Penyebab Korban Kekerasan Seksual Anak-Anak Enggan Melapor Kasus ke Polisi

Arintha Widya - Jumat, 25 Juni 2021
Ilustrasi korban pelecehan seksual
Ilustrasi korban pelecehan seksual Freepik

Parapuan.co – Baru-baru ini kasus kekerasan seksual terhadap anak kembali mencuat, usai dilaporkannya tindakan pemerkosaan yang diduga dilakukan oknum polisi di Polsek.

Kasus pemerkosaan terhadap gadis berusia 16 tahun itu terjadi di Jailolo Selatan, Halmahera Barat, Maluku Utara.

Hal tersebut seolah membuat kita mempertanyakan peran kepolisian dalam menangani kasus kekerasan terhadap perempuan dan anak.

Jika muncul ketakutan terhadap aparat akibat kasus semacam itu, lantas kepada siapa lagi kita hendak melapor jika menerima kekerasan seksual?

Terlepas dari itu, ternyata kasus kekerasan terhadap perempuan, anak, dan remaja juga banyak ditemukan di negara lain.

Bahkan menurut penyelidikan independen di Inggris dan Wales, seperti melansir The Guardian, kasus kekerasan seksual terhadap anak banyak terjadi.

Baca Juga: Oknum Polisi Perkosa Remaja 16 Tahun di Maluku, Kemen PPPA: Berikan Pidana Berat

Ironisnya, polisi setempat justru seringkali menganggap korban yang melapor berbohong kepada aparat.

Berdasarkan penyelidikan independen itu, dilaporkan bahwa tim investigasi telah berbicara dengan 56 korban dan penyintas kekerasan seksual anak antara usia 11-21 tahun.
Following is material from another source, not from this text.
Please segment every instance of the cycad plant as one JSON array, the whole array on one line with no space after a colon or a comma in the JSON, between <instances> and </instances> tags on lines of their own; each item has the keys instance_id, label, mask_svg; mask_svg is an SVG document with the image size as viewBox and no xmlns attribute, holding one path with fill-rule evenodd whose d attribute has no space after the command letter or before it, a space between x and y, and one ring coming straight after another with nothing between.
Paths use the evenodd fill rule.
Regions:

Dari 56 korban, disebut hanya sedikit sekali yang menyatakan bahwa mereka puas dengan tindakan yang dilakukan kepolisian.

"Banyak korban dan penyintas muda memberi tahu kami tentang tuduhan berbohong, dan satu di antara mereka bahkan disebut 'pelacur kecil'," demikian menurut laporan tim.

"Beberapa korban dan penyintas mengatakan kepada kami bahwa polisi tidak menangani masalah privasi dan kerahasiaan mereka dengan benar."

"Kami mendengar bahwa ini dapat menyebabkan pembalasan dari orang-orang yang terkait dengan pelaku."

"Kami mendengar petugas polisi berseragam mengunjungi anak-anak di sekolah dasar dan rumah keluarga mereka tanpa peringatan sebelumnya," imbuh pertanyaan tersebut.